When the Appellant’s accountants completed his self-assessment tax return, they included the share transaction in the “gains qualifying for entrepreneurs’ relief” and “gains of the year before losses” boxes. HMRC noticed the disparity in the forms over a year later and wrote to indicate that they were undertaking a “compliance check” into his affairs.
In correspondence, the Appellant argued that the shares were not income from his employment because the right to acquire them was not a term in his employment contract. HMRC rejected this argument and issued a discovery assessment, pursuant to section 29, TMA, and a penalty assessment for carelessly submitting an inaccurate tax return, pursuant to paragraph 13, Schedule 24, Finance Act 2007.
The Appellant appealed the assessment and, following an internal review, the matter was transmitted to the FTT for determination.
In the view of the FTT, the Appellant’s analysis and understanding of the correct tax treatment of the shares he had received from Qlik was incorrect. The FTT concluded that the stock options which had been granted to the Appellant were granted by reason of his employment and that gain had been realised on the exercise of the stock options and ought therefore to have been subject to tax as employment income.

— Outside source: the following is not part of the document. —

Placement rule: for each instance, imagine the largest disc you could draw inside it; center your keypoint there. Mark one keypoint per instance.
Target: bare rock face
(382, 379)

With regard to the discovery assessment, the Appellant argued that HMRC was out of time to raise the assessment and that HMRC had not “discovered” a loss of tax within the meaning of section 29 TMA. The FTT rejected these arguments. In this case, the HMRC officer had the P14 and the tax return and noted that there was a substantial difference between them, on that basis the FTT accepted that the officer carrying out the compliance check made a discovery within the meaning of section 29(1) TMA and upheld the assessment.
The FTT considered whether the tax loss had been brought about carelessly, so as to justify the penalty assessment which HMRC had issued to the Appellant. The oft repeated test is found in Colin Moore v Revenue and Customs Commissioners11, where it is expressed as follows:
“The test to be applied, in my view, is to consider what a reasonable taxpayer, exercising reasonable diligence in the completion and submission of the return, would have done.”
In completing his return, the Appellant looked only at his P45, which showed his salary only and the Citigroup record of the sale. HMRC was of the view that the omission of the gain from the employment pages of the Appellant’s return was careless. The FTT did not agree. It found that it was reasonable for the Appellant and his accountants to complete the return in the way it had been completed - the FTT observed that Box 1 on the return contained the instruction “enter the total from your P45 or P60” – which was what the Appellant had done.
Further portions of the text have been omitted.